Aspect of a heavenly body in which it makes a right angle with the direction of the Sun

Diagram showing the eastern and western quadratures of a superior planet like Mars

In spherical astronomy, quadrature is the configuration of a celestial object in which its elongation is a right angle (90 degrees), i.e., the direction of the object as viewed from Earth is perpendicular to the position of the Sun relative to Earth. It is applied especially to the position of a superior planet or the Moon at its first and last quarter phases. This is not to be confused with the Moon at dichotomy (exactly half-lit) as viewed from Earth, which occurs at 89.85 degrees and 270.15 degrees.

As shown in the diagram, a planet (or other object) can be at the western quadrature (when it is to the west of the Sun when viewed from the Earth) or at the eastern quadrature (when it is to the east of the Sun when viewed from the Earth).
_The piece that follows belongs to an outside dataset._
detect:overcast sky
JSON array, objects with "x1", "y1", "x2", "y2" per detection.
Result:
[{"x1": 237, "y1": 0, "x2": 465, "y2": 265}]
Note that an inferior planet can never be at quadrature to the reference planet.

At quadrature, the shadow that a planet casts on its planetary rings or moons appears most offset from the planet (e.g., Saturn's rings); the dark side of a planet (e.g., Mars) is maximally visible.

Since the Sun is not infinitely far away, the Moon is slightly past first quarter phase when the Sun and Moon are perpendicular in the sky to each other.

When the Sun and Moon are at right angles, their tidal forces counteract each other, and the tidal range is smaller than average, resulting in neap tides.